I am new for bioinformatics and feel very confusing about differential gene expression analysis for de novo assembled transcriptomes. I knew Tophat +Cufflinks or HISAT+StringTie+Ballgown could be used for differential gene expression analysis for transcriptomes with reference genome. So how can I do differential gene expression analysis for de novo assembled transcriptomes? May I use the same workflow with transcriptomes with reference genome? A friend told me that I could use Bowtie + DESeq to do that, is there any other choice?

Can anyone give me suggestions? Thank you so much.
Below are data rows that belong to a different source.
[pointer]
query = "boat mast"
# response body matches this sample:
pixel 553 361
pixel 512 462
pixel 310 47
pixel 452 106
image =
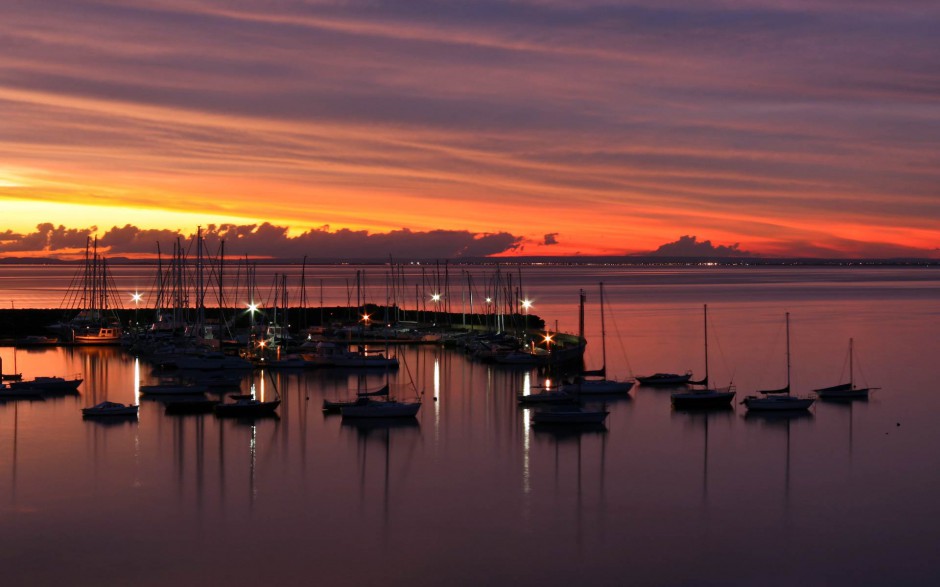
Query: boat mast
pixel 788 357
pixel 851 365
pixel 603 336
pixel 705 312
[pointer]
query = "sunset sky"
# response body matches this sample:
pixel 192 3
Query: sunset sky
pixel 543 127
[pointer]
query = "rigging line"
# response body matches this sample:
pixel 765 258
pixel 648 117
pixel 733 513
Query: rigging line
pixel 845 365
pixel 861 371
pixel 769 357
pixel 623 348
pixel 721 351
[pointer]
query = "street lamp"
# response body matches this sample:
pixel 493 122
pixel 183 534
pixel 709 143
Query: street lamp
pixel 252 308
pixel 526 304
pixel 436 298
pixel 136 297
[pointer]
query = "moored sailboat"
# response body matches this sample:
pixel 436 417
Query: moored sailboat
pixel 707 397
pixel 779 399
pixel 596 382
pixel 846 391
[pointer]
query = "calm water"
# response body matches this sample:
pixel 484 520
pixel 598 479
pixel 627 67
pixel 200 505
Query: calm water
pixel 471 494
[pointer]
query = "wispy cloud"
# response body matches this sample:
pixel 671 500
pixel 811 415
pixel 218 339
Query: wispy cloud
pixel 756 122
pixel 260 241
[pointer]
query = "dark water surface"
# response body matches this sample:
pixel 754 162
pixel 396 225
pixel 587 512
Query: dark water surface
pixel 470 493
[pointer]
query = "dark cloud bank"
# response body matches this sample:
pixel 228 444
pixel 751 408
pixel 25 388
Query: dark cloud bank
pixel 690 246
pixel 267 240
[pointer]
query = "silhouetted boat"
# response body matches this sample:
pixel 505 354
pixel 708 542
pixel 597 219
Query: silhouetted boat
pixel 846 391
pixel 382 409
pixel 10 376
pixel 707 397
pixel 361 399
pixel 49 384
pixel 569 415
pixel 34 341
pixel 547 395
pixel 665 379
pixel 388 408
pixel 246 406
pixel 596 382
pixel 102 335
pixel 110 410
pixel 334 406
pixel 172 389
pixel 779 399
pixel 8 392
pixel 193 405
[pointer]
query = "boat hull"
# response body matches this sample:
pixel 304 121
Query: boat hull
pixel 172 389
pixel 48 384
pixel 110 410
pixel 843 394
pixel 599 387
pixel 664 379
pixel 702 400
pixel 574 416
pixel 246 410
pixel 777 404
pixel 375 409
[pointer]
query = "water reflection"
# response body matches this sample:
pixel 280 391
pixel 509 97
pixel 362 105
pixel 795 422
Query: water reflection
pixel 374 442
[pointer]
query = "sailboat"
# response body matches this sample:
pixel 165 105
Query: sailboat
pixel 665 378
pixel 846 390
pixel 779 399
pixel 707 397
pixel 247 406
pixel 366 407
pixel 569 415
pixel 596 382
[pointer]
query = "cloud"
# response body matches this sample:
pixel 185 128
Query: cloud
pixel 46 238
pixel 720 118
pixel 268 240
pixel 689 246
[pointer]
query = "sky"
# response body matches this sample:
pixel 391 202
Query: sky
pixel 544 127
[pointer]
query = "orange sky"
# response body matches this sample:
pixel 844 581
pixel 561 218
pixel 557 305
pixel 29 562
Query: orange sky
pixel 791 131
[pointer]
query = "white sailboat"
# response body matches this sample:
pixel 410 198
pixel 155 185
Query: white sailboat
pixel 707 397
pixel 779 399
pixel 596 382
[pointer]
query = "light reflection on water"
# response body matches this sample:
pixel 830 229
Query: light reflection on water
pixel 470 493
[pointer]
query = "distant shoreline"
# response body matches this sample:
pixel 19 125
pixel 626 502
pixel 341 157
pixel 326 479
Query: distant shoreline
pixel 622 261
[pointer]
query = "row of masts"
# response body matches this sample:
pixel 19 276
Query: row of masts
pixel 186 290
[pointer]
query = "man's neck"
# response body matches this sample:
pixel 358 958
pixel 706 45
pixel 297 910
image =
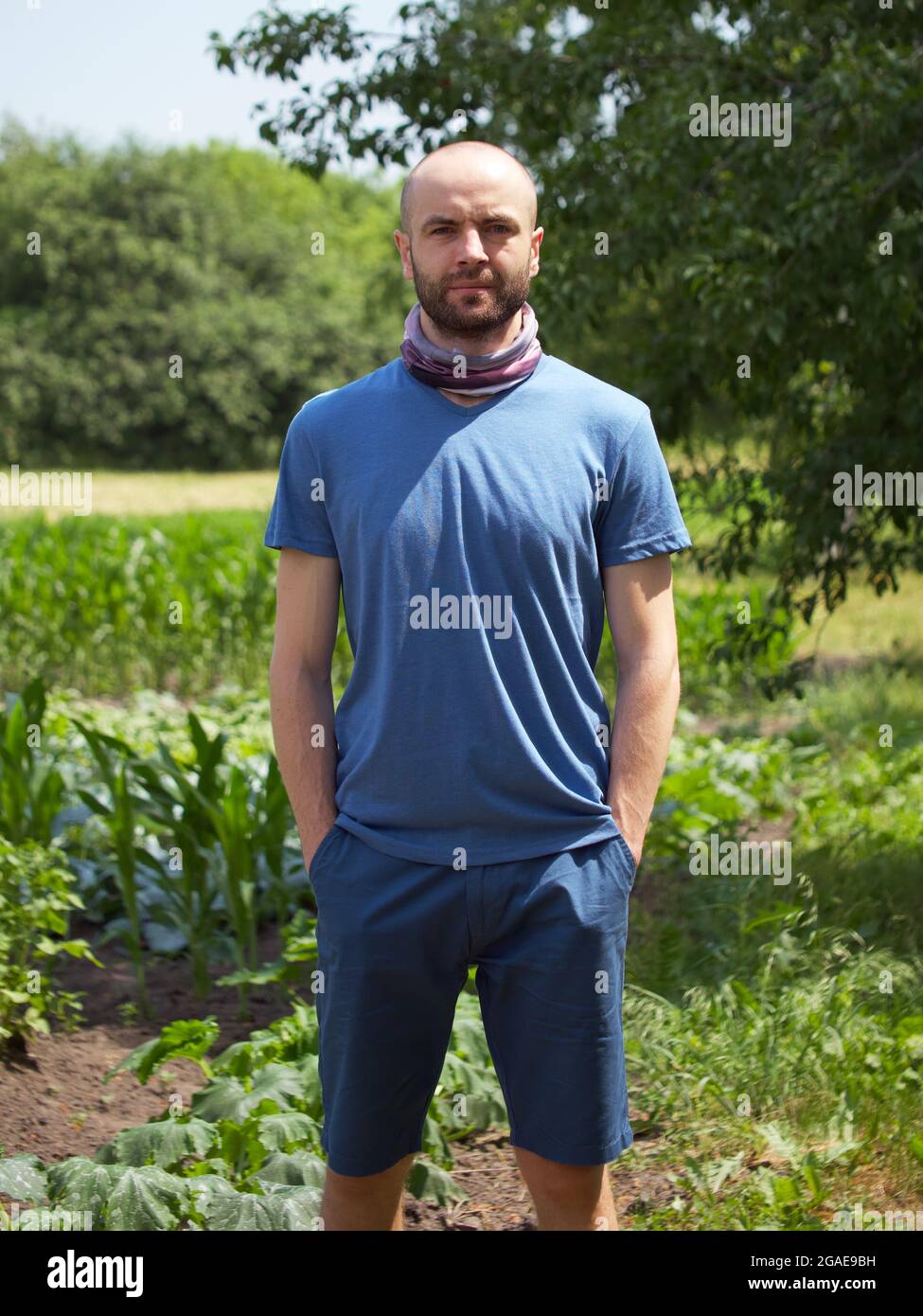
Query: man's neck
pixel 464 399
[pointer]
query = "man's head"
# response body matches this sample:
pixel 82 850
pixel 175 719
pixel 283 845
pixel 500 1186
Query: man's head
pixel 468 215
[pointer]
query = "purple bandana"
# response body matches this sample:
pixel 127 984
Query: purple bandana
pixel 490 374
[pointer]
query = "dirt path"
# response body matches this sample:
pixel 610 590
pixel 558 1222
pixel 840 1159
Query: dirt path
pixel 53 1100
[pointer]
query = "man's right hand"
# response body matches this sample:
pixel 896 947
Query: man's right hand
pixel 310 847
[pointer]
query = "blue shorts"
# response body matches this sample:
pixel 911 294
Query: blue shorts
pixel 395 938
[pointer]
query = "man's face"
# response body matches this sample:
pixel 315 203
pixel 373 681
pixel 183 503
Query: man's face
pixel 471 253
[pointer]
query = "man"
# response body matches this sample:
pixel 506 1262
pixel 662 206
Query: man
pixel 479 500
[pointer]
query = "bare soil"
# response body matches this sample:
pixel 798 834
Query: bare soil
pixel 54 1103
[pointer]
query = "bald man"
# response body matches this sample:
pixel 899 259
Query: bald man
pixel 471 807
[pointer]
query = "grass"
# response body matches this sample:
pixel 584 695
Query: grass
pixel 120 492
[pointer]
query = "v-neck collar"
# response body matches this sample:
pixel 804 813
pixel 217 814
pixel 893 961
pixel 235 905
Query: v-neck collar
pixel 475 408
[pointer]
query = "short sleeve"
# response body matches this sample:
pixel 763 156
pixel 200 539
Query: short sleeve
pixel 642 516
pixel 299 517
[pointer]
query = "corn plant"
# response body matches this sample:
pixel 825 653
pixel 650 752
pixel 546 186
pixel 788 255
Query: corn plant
pixel 30 791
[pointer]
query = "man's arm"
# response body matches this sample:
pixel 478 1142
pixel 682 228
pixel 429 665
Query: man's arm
pixel 639 600
pixel 300 692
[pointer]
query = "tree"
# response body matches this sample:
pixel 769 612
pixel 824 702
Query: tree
pixel 777 277
pixel 184 303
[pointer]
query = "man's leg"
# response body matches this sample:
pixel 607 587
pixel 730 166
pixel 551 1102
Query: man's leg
pixel 568 1197
pixel 393 958
pixel 366 1201
pixel 551 971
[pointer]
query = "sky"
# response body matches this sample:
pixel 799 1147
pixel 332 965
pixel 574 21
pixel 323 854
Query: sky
pixel 101 67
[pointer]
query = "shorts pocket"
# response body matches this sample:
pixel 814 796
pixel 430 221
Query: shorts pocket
pixel 322 850
pixel 624 849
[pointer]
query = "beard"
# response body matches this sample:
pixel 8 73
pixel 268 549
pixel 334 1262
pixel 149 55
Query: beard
pixel 471 314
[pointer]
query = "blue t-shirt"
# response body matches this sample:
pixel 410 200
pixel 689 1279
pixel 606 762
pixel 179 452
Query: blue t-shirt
pixel 471 541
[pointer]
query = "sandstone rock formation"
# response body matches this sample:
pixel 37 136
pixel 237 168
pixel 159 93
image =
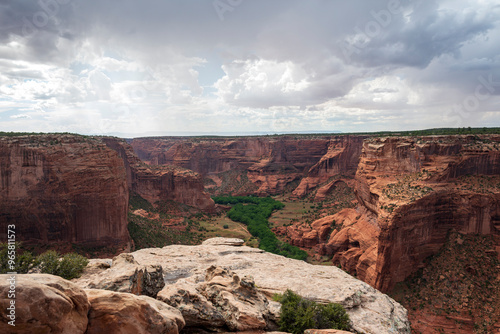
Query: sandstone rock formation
pixel 63 188
pixel 130 277
pixel 411 192
pixel 262 165
pixel 43 304
pixel 222 300
pixel 188 284
pixel 130 314
pixel 341 158
pixel 161 183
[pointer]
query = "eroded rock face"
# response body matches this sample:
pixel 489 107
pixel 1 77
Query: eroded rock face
pixel 44 304
pixel 130 314
pixel 185 273
pixel 162 183
pixel 411 192
pixel 63 188
pixel 341 157
pixel 129 276
pixel 267 164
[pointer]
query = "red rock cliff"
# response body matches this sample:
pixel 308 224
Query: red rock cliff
pixel 269 163
pixel 161 183
pixel 62 188
pixel 412 192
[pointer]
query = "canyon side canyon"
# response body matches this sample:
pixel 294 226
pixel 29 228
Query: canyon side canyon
pixel 69 189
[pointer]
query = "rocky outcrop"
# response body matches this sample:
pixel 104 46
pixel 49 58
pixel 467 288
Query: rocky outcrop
pixel 225 286
pixel 222 300
pixel 161 183
pixel 130 314
pixel 63 188
pixel 42 304
pixel 129 277
pixel 269 164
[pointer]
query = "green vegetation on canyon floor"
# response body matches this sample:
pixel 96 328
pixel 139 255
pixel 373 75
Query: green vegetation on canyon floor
pixel 14 259
pixel 254 212
pixel 298 314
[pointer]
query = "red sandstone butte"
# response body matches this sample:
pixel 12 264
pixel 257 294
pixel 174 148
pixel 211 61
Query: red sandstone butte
pixel 63 188
pixel 161 183
pixel 411 192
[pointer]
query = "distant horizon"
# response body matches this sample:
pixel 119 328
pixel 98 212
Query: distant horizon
pixel 416 132
pixel 281 66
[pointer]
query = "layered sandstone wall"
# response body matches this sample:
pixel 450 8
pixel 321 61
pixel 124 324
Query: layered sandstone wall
pixel 62 188
pixel 411 192
pixel 161 183
pixel 415 190
pixel 269 163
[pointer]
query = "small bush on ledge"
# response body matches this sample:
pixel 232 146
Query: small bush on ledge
pixel 299 314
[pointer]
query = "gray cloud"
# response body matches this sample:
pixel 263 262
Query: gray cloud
pixel 103 58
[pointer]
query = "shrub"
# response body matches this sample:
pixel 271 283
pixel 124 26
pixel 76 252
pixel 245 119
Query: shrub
pixel 23 259
pixel 70 266
pixel 299 314
pixel 48 262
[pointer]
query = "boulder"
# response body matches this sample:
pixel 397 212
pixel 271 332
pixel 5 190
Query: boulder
pixel 325 331
pixel 185 269
pixel 222 300
pixel 43 304
pixel 224 242
pixel 125 313
pixel 128 276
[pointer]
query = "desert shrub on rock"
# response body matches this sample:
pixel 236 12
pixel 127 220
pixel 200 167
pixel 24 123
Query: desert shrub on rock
pixel 69 266
pixel 299 314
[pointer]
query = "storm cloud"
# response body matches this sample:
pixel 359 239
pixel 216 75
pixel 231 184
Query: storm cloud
pixel 217 66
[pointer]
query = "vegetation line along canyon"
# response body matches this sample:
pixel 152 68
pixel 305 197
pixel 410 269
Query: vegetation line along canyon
pixel 188 225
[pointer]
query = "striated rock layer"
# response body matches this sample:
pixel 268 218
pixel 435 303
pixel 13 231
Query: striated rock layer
pixel 75 189
pixel 265 165
pixel 63 188
pixel 161 183
pixel 411 193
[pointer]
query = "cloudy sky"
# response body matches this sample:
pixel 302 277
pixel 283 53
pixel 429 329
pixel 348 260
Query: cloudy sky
pixel 163 67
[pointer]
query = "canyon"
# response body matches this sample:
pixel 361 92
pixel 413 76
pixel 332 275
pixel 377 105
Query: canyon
pixel 383 206
pixel 60 189
pixel 410 193
pixel 256 165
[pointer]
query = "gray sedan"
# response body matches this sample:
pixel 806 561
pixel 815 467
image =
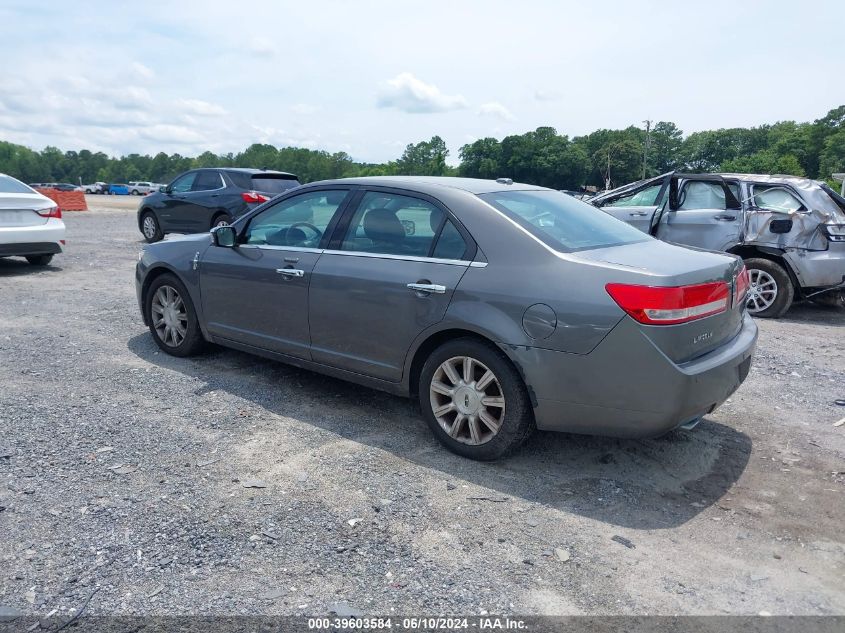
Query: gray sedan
pixel 502 307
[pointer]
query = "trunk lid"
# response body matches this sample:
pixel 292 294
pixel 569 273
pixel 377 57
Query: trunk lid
pixel 656 263
pixel 19 209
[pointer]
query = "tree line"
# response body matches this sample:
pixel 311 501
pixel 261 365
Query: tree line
pixel 543 157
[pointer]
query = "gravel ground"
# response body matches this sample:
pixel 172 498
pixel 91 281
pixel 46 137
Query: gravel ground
pixel 229 484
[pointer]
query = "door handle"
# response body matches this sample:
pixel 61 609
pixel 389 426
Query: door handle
pixel 290 273
pixel 428 288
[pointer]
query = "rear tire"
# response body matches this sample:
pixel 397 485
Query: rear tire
pixel 172 318
pixel 39 260
pixel 771 292
pixel 481 410
pixel 150 228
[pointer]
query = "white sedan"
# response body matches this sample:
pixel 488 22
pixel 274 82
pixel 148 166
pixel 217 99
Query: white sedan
pixel 30 224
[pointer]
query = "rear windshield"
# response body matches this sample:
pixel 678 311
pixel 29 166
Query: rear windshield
pixel 561 221
pixel 271 184
pixel 10 185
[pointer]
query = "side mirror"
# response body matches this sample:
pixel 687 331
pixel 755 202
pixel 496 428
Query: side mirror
pixel 224 236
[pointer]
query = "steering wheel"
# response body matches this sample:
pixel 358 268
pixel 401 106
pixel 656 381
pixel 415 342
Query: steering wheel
pixel 317 232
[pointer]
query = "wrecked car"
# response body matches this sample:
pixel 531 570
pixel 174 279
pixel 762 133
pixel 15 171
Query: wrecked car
pixel 790 231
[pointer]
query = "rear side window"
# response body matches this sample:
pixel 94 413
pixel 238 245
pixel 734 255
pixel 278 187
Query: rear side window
pixel 183 183
pixel 393 225
pixel 450 244
pixel 561 221
pixel 776 199
pixel 271 184
pixel 207 181
pixel 10 185
pixel 698 194
pixel 644 198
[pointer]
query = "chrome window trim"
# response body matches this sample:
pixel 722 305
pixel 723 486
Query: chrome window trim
pixel 273 247
pixel 408 258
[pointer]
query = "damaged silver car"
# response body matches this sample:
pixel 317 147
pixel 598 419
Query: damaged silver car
pixel 790 231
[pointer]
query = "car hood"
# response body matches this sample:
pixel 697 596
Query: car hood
pixel 25 201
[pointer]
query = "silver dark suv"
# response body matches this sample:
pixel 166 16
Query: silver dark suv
pixel 790 231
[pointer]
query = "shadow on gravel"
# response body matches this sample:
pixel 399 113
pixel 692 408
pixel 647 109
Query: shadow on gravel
pixel 14 267
pixel 641 484
pixel 815 314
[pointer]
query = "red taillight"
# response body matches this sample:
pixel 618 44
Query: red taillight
pixel 654 305
pixel 253 197
pixel 50 212
pixel 741 286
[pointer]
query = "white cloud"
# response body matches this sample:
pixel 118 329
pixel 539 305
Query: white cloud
pixel 546 95
pixel 201 108
pixel 495 109
pixel 409 94
pixel 144 71
pixel 262 47
pixel 304 108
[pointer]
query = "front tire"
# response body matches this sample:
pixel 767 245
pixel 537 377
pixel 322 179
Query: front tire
pixel 172 318
pixel 150 228
pixel 39 260
pixel 474 401
pixel 771 292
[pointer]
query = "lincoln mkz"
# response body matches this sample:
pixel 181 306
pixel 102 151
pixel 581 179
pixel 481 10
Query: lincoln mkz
pixel 501 307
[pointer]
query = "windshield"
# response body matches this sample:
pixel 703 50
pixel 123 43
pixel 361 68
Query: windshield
pixel 269 184
pixel 562 222
pixel 10 185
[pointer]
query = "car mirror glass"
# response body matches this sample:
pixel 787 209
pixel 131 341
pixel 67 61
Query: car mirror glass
pixel 224 236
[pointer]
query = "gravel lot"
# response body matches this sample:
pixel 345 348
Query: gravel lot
pixel 124 474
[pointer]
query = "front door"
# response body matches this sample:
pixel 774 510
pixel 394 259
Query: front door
pixel 638 206
pixel 390 276
pixel 702 212
pixel 257 292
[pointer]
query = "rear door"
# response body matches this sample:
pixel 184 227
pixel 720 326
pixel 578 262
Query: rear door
pixel 256 293
pixel 702 211
pixel 390 273
pixel 203 201
pixel 637 206
pixel 175 204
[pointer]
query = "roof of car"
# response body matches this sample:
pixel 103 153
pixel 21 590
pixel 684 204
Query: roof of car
pixel 251 171
pixel 768 178
pixel 432 183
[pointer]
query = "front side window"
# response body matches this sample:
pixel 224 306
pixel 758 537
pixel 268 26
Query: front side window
pixel 393 224
pixel 561 221
pixel 298 221
pixel 207 181
pixel 776 199
pixel 10 185
pixel 643 198
pixel 698 194
pixel 183 183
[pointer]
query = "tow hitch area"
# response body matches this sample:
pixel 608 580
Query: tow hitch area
pixel 689 426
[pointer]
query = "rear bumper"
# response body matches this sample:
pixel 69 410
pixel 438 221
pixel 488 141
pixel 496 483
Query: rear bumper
pixel 42 239
pixel 626 387
pixel 818 269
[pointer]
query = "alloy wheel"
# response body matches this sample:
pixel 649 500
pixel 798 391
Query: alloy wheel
pixel 762 292
pixel 467 400
pixel 169 316
pixel 149 227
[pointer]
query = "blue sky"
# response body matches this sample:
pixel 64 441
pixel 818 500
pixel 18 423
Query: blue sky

Most of the mentioned software tools are dramatically outdated -

Please stop using Tophat https://t.co/Es4ohxOEyx Cole and I developed the method in *2008*. It was greatly improved in TopHat2 then HISAT & HISAT2. There is no reason to use it anymore. I have been saying this for years yet it has more citations this year than last #methodsmatter

— Lior Pachter (@lpachter) December 2, 2017

You have to solve one more problem than with normal differential expression analysis

Normally, you want to 1) quantify the transcripts/genes; 2) do differential expression analysis. A good quantifier is RSEM/kallisto/salmon. A good differential expression package is limma-voom/edgeR/DESeq2.

With de-novo transcripts, you have additional problem of falsely differentially expressed transcripts that actually belong to the same gene.

People suggest Corset and Lace to handle the latter problem.